Parques Tanguá y Tingüi
Estos dos parques con estos nombres tan chachis están al norte del centro, aunque todavía dentro de la ciudad de Curitiba.
Hace ya mucho tiempo (concretamente el domingo 13 de Noviembre) fui con mi colegui Anderson, el del albergue, a ver estos parques. Como no teníamos muy claro como ir, cogimos el autobús turístico aunque es más caro.
Nos bajamos del autobús en la entrada del parque Tanguá. En este parque hay un lago en lo que parece ser el hueco de alguna cantera o algo así, en realidad no sé si es natural pero no tiene pinta.

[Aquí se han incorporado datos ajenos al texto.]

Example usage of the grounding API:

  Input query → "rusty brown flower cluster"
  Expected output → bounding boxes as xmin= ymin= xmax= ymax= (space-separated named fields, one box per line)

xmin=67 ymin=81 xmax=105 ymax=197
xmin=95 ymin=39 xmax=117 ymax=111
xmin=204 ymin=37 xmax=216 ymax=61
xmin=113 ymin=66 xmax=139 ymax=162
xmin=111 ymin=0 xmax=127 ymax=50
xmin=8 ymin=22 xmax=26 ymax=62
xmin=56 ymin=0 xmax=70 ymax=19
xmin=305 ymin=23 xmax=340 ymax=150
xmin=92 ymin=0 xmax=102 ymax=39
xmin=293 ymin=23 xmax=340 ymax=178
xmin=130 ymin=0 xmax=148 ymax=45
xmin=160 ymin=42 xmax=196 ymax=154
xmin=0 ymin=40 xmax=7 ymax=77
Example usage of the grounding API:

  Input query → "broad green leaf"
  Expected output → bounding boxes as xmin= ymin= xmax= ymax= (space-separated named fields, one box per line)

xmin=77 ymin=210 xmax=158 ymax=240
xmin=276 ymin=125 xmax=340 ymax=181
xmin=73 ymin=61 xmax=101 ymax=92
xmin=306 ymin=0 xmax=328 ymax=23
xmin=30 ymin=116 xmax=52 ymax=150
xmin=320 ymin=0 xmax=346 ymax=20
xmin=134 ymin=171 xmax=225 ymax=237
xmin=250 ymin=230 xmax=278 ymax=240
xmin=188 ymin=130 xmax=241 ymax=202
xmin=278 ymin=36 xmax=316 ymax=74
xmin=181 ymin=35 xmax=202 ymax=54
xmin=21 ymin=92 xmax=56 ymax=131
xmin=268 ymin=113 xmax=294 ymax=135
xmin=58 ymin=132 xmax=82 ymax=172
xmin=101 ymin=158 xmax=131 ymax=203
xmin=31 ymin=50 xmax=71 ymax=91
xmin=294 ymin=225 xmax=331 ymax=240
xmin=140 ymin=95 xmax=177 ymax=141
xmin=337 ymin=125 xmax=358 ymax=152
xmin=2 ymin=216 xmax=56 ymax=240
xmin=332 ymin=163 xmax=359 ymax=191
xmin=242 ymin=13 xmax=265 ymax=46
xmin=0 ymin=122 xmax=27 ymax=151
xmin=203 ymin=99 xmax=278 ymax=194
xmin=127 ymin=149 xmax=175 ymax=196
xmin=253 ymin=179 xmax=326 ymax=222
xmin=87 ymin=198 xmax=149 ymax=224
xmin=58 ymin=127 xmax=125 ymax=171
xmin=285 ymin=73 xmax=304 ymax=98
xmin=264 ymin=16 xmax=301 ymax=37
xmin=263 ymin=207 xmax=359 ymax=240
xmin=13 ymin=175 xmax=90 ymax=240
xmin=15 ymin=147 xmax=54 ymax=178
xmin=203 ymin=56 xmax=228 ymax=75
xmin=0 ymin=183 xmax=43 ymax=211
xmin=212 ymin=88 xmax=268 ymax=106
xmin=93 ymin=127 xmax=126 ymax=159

La entrada donde te deja el autobús es en la parte de arriba, donde esa especie de edificio o cosa rara que se ve. Allí nos compramos sendos zumos de caña de azúcar y sacamos la cabeza para ver el panorama. Hay un estanque y el desagüe del mismo da forma a la cascada que se ve en la foto, esta es la misma cascada pero vista desde arriba:

Bueno, desde ahí arriba se ven también unos bosques que ya quedan fuera de Curitiba, pero no hay mucho más. Por lo tanto tomamos uno de los caminos que bajan hacia el lago para hacer los contraplanos. Cuando llegamos abajo vimos que hay una pasarela que a través de la roca te lleva casi hasta el pie de la cascada, y ni cortos ni perezosos nos dirigimos a ella dando un pequeño rodeo. Cruzamos el túnel a través de la roca, que me rocordó al parque Torreblanca, y salimos al otro lado, debajo de la pared. Había bastante gente haciéndose fotos, como no podía ser de otra manera. Nosotros no íbamos a ser menos.

Quedáos con la pose porque la volveréis a ver.
Después de esto se puede decir que ya habíamos visto todo el parque, así que nos encaminamos al otro, el Tingüi. Como sobre el papel parecía que estaba cerca decidimos ir andando, lo que pasa es que al principio no íbamos muy bien encaminados y luego tuvimos que rectificar la ruta y bueno, ¡en realidad tampoco estaba tan cerca! Yo creo que tardamos como una hora o así.
Pero además el parque Tingüi tiene una forma muy muy alargada, y nosotros llegamos por el extremo opuesto a lo que queríamos ver, que no era otra cosa que el Memorial Ucraniano. Es una réplica de una iglesia de estilo ucraniano que construyeron los inmigrantes llegados de esa parte del mundo en algún lugar del interior del estado. Como se puede ver en la foto de más abajo es bastante pintoresca. La cuestión es que nosotros queríamos ver la iglesia pero nos tuvimos que cruzar todo el parque, que por otra parte consistía en un bosquecillo con algunos lagos o estanques o riachuelos o como los quieras llamar. Al cabo de un rato ya solo hablábamos de lo cansados que estábamos y de por cuanto tiempo de ejercicio nos podíamos convalidar la caminata. Al final ya se estaba escondiendo el sol y parecía que la iglesia no iba a aparecer nunca, pero gracias a la topología sabíamos que la teníamos que encontrar y así fue.

de bastantes intentos
Después de hacer esta foto y de comprobar que los lavabos estaban cerrados porque ya era tarde, pudimos poner nuestros culos en los asientos del bus turístico para volver al centro, y dirigirnos a un cine a ver "Manderlay", donde debido al cansancio acumulado, la duración de la película y el dinamismo intrínseco de la misma, nos faltó \varepsilon para quedarnos dormidos.